If you are using glue-on fittings, be sure to purchase the proper type of solvent or cement. For CPVC, you need to have a two-part system consisting of solvent for cleaning and priming, and cement for adhesion. Most home-improvement stores sell these in sets in a convenient size and price (Photo 3).
Photo 4 shows the almost completed repair. At the bottom left, almost behind the water heater, you can see the glue-on connector dividing the original section of tubing from the new section. Similarly, vertically down the center of the photo, you can see the glue-on union fitting dividing the other end of the repair. The surviving original bypass valve is shown at the top left, and the first of two PTC replacement valves is shown in the center of the photo. Looking closely, you can see that the replacement valve is snug against the glue-on tee fitting above it, but the compression ring is fully extended. When I cut off the original valve that was in that location, the remaining tubing was just of sufficient length to allow for installation of the PTC replacement valve. The remaining steps were to cut the bottom section of tubing and install a tee and valve on that section, and then run a new piece of tubing from the tee to the bottom of the new valve in the photo.

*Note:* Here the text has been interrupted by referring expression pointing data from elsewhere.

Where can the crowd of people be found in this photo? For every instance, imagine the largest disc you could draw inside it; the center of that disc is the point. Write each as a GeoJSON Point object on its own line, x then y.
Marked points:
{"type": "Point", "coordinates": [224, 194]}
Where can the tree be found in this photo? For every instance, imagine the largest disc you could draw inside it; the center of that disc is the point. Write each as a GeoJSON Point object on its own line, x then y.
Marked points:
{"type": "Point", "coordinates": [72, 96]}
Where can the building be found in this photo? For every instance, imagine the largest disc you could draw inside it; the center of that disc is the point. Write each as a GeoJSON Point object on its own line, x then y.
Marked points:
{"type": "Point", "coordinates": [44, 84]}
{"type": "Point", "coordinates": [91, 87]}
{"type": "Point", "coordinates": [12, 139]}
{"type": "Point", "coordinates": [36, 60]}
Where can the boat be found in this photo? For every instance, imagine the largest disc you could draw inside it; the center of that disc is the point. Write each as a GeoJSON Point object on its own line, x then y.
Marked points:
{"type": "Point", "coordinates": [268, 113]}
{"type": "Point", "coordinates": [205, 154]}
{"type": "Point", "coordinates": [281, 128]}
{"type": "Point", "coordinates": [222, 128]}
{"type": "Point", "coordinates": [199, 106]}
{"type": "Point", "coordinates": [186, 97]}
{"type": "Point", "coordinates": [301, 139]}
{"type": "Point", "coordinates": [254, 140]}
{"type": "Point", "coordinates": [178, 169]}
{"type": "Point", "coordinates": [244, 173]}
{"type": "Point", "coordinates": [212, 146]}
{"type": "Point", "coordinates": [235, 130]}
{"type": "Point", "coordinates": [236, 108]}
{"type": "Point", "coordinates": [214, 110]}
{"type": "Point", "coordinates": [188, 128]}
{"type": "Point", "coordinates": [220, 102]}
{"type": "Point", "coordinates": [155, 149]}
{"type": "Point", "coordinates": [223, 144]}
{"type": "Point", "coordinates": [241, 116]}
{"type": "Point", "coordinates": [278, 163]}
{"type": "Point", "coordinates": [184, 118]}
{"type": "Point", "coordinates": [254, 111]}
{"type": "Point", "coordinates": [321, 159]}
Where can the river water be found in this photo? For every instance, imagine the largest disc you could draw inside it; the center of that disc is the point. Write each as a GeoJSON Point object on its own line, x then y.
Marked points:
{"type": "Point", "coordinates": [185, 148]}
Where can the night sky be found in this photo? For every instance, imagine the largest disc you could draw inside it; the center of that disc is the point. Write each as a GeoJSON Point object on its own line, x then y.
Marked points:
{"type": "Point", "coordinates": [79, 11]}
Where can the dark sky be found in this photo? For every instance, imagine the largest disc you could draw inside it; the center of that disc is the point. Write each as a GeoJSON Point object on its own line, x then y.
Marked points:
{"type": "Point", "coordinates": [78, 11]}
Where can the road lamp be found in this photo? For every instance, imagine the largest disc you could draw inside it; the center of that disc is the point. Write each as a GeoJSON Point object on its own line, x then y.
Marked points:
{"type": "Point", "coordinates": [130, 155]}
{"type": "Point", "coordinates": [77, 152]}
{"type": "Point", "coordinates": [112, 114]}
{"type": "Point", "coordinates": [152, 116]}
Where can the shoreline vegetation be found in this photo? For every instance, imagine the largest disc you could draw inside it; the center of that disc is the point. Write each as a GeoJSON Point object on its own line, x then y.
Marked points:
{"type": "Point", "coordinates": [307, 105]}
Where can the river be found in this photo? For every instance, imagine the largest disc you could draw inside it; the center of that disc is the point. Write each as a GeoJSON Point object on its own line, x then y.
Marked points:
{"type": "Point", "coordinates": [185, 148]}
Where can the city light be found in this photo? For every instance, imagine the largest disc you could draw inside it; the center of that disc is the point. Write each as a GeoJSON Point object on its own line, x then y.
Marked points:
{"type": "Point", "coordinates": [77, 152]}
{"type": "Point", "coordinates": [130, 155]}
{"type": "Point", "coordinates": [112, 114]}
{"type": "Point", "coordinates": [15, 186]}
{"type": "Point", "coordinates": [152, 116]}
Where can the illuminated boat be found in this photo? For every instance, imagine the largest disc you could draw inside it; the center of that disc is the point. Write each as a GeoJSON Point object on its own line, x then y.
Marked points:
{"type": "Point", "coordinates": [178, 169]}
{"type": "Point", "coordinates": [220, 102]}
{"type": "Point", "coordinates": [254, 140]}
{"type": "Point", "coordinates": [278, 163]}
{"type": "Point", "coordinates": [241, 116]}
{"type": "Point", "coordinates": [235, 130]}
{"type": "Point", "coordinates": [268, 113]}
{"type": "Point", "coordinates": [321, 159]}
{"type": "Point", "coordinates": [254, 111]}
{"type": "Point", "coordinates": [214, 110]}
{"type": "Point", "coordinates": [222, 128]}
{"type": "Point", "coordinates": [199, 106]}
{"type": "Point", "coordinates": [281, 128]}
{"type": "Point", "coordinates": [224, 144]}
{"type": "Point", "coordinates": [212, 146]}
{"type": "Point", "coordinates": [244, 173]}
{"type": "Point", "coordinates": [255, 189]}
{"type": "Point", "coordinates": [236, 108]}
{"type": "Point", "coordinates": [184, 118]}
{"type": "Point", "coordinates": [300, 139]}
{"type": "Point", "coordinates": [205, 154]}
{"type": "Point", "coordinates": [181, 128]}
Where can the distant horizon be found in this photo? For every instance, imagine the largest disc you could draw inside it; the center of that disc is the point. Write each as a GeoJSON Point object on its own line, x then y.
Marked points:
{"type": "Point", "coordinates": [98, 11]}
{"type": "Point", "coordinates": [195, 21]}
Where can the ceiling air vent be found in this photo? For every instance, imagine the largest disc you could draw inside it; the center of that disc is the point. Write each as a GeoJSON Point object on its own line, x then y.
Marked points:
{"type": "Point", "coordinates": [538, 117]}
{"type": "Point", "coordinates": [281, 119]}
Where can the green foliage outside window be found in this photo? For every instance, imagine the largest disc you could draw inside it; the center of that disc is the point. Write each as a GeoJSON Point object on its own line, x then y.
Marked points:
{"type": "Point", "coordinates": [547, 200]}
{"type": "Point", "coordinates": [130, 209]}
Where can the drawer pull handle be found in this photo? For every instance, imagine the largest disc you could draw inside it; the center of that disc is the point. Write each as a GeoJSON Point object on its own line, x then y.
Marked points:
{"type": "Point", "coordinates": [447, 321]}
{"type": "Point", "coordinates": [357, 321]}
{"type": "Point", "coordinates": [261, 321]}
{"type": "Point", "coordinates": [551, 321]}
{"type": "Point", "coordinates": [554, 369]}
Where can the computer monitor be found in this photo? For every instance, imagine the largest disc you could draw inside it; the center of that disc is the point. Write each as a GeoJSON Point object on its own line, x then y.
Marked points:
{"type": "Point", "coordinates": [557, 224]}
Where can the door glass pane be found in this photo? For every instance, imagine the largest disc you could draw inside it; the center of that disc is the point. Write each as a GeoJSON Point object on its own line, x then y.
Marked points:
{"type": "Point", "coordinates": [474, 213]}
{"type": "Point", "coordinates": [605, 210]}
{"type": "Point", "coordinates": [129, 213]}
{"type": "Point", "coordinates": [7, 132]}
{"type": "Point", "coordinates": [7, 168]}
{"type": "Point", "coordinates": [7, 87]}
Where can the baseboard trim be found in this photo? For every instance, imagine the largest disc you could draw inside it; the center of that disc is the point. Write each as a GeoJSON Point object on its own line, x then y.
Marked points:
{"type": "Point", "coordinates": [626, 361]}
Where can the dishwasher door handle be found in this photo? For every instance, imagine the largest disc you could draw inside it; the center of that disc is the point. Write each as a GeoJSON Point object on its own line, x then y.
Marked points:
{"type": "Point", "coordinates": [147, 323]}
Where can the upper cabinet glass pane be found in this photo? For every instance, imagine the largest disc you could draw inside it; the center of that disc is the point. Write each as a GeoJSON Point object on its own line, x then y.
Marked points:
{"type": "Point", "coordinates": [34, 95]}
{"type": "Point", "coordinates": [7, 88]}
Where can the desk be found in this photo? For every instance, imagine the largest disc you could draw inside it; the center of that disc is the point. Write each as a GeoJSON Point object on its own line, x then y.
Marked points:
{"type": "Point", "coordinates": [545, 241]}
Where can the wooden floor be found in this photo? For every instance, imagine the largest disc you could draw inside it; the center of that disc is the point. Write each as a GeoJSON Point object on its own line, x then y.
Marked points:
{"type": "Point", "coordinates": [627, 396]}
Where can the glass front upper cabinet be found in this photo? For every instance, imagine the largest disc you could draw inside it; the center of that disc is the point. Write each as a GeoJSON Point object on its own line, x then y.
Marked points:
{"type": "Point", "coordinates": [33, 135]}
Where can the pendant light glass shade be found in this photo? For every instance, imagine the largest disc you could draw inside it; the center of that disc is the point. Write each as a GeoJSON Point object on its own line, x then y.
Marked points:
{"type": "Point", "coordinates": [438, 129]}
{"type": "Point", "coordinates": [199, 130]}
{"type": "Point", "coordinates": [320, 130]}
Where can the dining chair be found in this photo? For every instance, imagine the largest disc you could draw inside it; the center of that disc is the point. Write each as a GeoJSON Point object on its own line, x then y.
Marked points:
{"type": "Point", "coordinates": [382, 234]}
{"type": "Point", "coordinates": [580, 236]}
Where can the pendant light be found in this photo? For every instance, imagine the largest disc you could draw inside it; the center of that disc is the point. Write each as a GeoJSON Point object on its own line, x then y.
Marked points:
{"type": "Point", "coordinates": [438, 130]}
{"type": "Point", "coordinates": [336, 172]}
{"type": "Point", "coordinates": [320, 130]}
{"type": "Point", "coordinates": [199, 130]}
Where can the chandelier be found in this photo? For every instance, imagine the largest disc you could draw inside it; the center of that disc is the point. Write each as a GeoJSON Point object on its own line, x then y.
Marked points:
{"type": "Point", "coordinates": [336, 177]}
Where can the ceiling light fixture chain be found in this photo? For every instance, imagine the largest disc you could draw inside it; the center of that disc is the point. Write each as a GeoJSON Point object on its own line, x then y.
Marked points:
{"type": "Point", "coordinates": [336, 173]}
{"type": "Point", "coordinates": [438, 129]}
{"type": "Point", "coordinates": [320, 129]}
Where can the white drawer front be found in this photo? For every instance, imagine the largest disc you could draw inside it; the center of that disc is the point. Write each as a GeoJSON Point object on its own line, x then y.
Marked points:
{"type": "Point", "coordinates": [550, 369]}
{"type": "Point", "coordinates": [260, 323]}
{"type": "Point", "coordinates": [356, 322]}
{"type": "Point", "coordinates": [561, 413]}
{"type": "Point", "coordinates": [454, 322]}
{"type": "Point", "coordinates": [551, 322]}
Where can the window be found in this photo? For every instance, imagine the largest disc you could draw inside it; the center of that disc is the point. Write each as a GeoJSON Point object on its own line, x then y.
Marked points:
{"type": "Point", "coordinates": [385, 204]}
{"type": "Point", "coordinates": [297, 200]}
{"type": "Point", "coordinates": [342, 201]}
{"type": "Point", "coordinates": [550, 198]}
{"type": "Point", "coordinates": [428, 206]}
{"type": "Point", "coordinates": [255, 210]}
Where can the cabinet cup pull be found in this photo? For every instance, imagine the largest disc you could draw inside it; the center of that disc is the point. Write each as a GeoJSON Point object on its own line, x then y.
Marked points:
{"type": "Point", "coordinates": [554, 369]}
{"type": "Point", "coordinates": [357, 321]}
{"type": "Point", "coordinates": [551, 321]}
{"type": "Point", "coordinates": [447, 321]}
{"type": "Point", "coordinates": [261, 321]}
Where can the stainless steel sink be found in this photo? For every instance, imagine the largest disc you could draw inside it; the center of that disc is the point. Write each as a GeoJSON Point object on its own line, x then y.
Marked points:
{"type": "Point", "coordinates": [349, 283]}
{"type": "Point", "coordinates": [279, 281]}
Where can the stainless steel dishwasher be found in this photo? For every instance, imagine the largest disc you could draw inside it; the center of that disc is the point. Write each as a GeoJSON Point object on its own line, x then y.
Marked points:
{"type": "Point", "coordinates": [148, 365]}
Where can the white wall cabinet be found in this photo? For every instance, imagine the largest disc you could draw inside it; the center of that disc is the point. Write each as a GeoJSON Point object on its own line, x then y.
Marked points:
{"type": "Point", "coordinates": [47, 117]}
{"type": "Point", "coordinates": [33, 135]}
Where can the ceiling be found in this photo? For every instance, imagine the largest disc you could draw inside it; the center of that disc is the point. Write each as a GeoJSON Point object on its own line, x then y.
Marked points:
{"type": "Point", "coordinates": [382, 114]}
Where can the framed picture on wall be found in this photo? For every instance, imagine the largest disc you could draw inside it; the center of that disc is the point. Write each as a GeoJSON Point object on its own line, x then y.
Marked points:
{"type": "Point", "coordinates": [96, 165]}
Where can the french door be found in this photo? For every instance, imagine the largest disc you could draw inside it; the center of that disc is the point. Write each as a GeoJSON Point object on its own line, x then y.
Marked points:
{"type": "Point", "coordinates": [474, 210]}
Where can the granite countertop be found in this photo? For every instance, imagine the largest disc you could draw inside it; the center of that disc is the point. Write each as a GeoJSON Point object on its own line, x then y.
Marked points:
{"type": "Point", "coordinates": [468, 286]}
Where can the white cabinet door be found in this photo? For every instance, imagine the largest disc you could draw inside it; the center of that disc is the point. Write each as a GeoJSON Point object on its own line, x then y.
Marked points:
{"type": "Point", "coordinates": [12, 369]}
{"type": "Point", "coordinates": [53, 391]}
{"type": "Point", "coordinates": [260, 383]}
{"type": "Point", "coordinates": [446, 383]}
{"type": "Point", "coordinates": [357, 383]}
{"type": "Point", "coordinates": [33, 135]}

Once the repair was complete, I turned on the water and checked for leaks. For glue-on fittings, be sure to twist the fitting about 1/8 turn after applying the glue, whenever possible, in order to properly seat and seal the fitting. This is not always possible, especially after making the final glue connection. For PTC fittings, make sure to push the fitting onto the tubing as far as you can, and then pull on the fitting to ensure that it’s seated. Be sure the release ring is fully extended and is not restricted by adjacent fittings. PTC fittings seal very well as long as they are fully inserted onto the tubing. I recommend PTC over glue-on fittings, because of PTC’s ease of use and their ability to be removed. However, as mentioned previously, they are much more expensive.
Plumbing leaks should never be ignored, as they can be just as damaging over time as roof and sidewall leaks. If your water pump occasionally (or frequently) cycles when no taps are turned on, or if you have water where it isn’t supposed to be, you may have a plumbing leak. Take the time to investigate water leaks in your RV, as they are easy to fix, and eliminating them as soon as you notice them can prevent serious water damage down the road.